Estado de calamidade no Acre fez com que o governo federal tomasse medidas para ajudar a população local a passar pela crise.

O governo federal anunciou que vai permitir um novo saque emergencial do FGTS e que deve antecipar o Benefício de Prestação Continuada (BPC). Serão beneficiados os brasileiros que moram no estado do Acre que vem sofrendo com inundações e a pandemia provocada pela COVID-19.

Recentemente, o governo acreano declarou estado de calamidade pública. Mais de 130 mil pessoas foram afetadas pelas inundações, o que fez o presidente Jair Bolsonaro visitar o estado na semana passada.

Durante a passagem pelo estado, o presidente anunciou que seriam repassados R$ 450 milhões em crédito para o socorro ao Acre. Além disso, foi apontado que haveria disponibilização de 22 mil doses de vacina contra COVID-19, liberação do FGTS emergencial e antecipação do BPC.

Liberação do FGTS emergencial

De acordo com o presidente da Caixa, Pedro Guimarães, a liberação do FGTS emergencial, autorizada pelo governo federal, terá um limite de saque de R$ 6.220,00 e só poderá ser feita por pessoas que residem nos municípios acreanos afetados pelas enchentes.

Uma das previsões do saque do FGTS está relacionada com desastres naturais desde que haja oficialização de calamidade pública. Como ambos os requisitos foram cumpridos, o dinheiro será disponibilizado em até dois dias depois da solicitação do trabalhador.

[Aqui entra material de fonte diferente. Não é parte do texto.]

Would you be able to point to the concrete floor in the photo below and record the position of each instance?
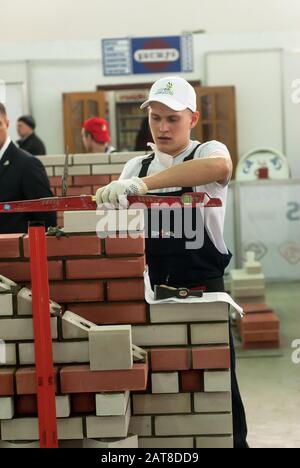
(270, 386)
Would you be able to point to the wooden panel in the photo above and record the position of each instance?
(77, 108)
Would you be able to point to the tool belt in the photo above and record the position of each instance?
(167, 292)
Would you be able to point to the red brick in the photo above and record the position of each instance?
(26, 381)
(80, 379)
(258, 322)
(26, 405)
(125, 246)
(83, 403)
(106, 268)
(128, 290)
(10, 245)
(211, 358)
(256, 308)
(20, 271)
(76, 191)
(77, 291)
(192, 381)
(57, 181)
(170, 359)
(115, 177)
(91, 180)
(112, 314)
(7, 382)
(260, 336)
(69, 246)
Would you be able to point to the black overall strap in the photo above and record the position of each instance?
(147, 162)
(145, 165)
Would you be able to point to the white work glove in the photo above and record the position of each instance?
(116, 192)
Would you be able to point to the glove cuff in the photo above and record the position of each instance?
(142, 187)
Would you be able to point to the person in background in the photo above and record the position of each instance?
(22, 177)
(96, 137)
(29, 141)
(144, 136)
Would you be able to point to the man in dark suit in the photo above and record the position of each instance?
(22, 177)
(29, 141)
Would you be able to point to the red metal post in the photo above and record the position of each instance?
(43, 338)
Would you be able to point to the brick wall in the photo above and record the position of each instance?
(185, 398)
(87, 172)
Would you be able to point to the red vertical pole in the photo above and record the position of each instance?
(43, 338)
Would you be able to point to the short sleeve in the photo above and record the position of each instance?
(214, 149)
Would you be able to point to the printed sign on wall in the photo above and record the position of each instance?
(172, 54)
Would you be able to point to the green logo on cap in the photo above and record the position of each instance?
(167, 90)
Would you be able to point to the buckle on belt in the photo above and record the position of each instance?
(167, 292)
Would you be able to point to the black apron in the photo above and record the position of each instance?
(169, 261)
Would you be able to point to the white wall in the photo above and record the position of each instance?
(57, 67)
(44, 20)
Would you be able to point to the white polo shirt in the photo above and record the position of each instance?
(214, 217)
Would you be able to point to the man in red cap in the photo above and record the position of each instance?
(95, 136)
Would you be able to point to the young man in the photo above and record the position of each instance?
(177, 166)
(29, 141)
(22, 177)
(95, 136)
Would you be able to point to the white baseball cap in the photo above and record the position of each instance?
(173, 92)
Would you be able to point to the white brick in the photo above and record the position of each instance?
(24, 299)
(166, 442)
(6, 285)
(97, 158)
(55, 160)
(6, 408)
(63, 406)
(160, 335)
(63, 353)
(162, 404)
(212, 402)
(141, 425)
(117, 158)
(174, 313)
(104, 222)
(23, 445)
(165, 382)
(112, 404)
(22, 329)
(129, 442)
(8, 354)
(110, 348)
(73, 170)
(217, 333)
(27, 429)
(107, 169)
(202, 424)
(214, 442)
(108, 426)
(217, 381)
(75, 326)
(6, 305)
(241, 279)
(70, 429)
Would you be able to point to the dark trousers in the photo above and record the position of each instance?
(238, 412)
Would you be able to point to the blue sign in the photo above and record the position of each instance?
(148, 55)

A Caixa também enviará um caminhão-agência para facilitar o atendimento da população e colocará medidas especiais em empréstimos e contratos habitacionais que estejam em vigor ou que devem ser feitos por causa das enchentes.

BPC antecipado

Foi informado que o Benefício de Prestação Continuada (BPC) será antecipado para o Acre. O pagamento seria feito entre 25 de março e 08 de abril. Agora, todos os 23 mil beneficiários do estado receberão o dinheiro em 25 de março. Estima-se que os pagamentos movimentem R$ 26 milhões.

O BPC em 2021 terá o valor máximo de R$ 1.100,00 e será pago a quem é idoso (maior de 65 anos) ou for Pessoa com Deficiência (PcD) e que tenha renda de um quarto do salário mínimo por pessoa em sua família.